Structure-preserving approximations of the Serre-Green-Naghdi equations in standard and hyperbolic form
This work addresses the problem of simulating dispersive wave propagation in fluid dynamics, offering incremental improvements in numerical stability and efficiency for researchers in computational physics and engineering.
The paper tackled the challenge of developing structure-preserving numerical methods for the Serre-Green-Naghdi equations, a model for weakly dispersive free-surface waves, by proposing methods that conserve total water mass and energy, with some conserving momentum for flat bathymetry, and demonstrated accurate wave propagation on very coarse meshes.

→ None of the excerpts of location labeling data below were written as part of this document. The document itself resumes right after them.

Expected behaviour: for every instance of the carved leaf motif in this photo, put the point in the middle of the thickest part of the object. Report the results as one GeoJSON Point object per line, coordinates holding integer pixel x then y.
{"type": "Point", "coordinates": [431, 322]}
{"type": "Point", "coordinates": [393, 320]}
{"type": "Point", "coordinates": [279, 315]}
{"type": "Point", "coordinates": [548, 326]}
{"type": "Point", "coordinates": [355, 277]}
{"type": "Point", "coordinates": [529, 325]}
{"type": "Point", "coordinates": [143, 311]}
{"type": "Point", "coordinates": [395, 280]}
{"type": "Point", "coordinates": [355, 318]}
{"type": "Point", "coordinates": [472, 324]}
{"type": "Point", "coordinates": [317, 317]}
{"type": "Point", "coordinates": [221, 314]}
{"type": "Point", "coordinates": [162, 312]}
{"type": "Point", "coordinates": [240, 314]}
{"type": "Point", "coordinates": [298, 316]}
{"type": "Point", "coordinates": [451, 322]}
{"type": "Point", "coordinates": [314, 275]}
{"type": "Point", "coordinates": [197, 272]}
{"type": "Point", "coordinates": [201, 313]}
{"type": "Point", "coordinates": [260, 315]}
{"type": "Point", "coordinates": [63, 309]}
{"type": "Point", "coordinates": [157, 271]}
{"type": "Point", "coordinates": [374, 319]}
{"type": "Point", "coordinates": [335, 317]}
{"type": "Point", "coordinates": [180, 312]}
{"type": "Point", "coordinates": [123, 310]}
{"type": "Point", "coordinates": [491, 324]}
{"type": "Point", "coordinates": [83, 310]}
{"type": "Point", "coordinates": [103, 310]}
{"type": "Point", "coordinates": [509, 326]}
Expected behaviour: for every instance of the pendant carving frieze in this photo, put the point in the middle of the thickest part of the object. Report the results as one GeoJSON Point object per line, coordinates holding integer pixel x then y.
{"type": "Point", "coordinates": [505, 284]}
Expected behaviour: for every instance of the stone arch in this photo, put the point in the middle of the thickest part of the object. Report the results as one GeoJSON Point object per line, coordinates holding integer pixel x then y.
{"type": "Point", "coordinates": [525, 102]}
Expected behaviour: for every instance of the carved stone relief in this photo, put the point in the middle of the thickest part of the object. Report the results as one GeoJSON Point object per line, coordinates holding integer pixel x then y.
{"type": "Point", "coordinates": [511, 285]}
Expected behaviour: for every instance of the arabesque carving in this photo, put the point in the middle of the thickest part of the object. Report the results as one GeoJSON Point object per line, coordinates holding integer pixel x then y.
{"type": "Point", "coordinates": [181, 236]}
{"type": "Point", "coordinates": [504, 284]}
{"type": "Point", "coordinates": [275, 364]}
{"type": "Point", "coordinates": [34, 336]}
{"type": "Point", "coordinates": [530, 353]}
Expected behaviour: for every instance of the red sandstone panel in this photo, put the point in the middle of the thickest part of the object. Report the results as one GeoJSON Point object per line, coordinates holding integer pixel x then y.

We develop structure-preserving numerical methods for the Serre-Green-Naghdi equations, a model for weakly dispersive free-surface waves. We consider both the classical form, requiring the inversion of a non-linear elliptic operator, and a hyperbolic approximation of the equations, allowing fully explicit time stepping. Systems for both flat and variable topography are studied. Our novel numerical methods conserve both the total water mass and the total energy. In addition, the methods for the original Serre-Green-Naghdi equations conserve the total momentum for flat bathymetry. For variable topography, all the methods proposed are well-balanced for the lake-at-rest state. We provide a theoretical setting allowing us to construct schemes of any kind (finite difference, finite element, discontinuous Galerkin, spectral, etc.) as long as summation-by-parts operators are available in the chosen setting. Energy-stable variants are proposed by adding a consistent high-order artificial viscosity term. The proposed methods are validated through a large set of benchmarks to verify all the theoretical properties. Whenever possible, comparisons with exact, reference numerical, or experimental data are carried out. The impressive advantage of structure preservation, and in particular energy preservation, to resolve accurately dispersive wave propagation on very coarse meshes is demonstrated by several of the tests.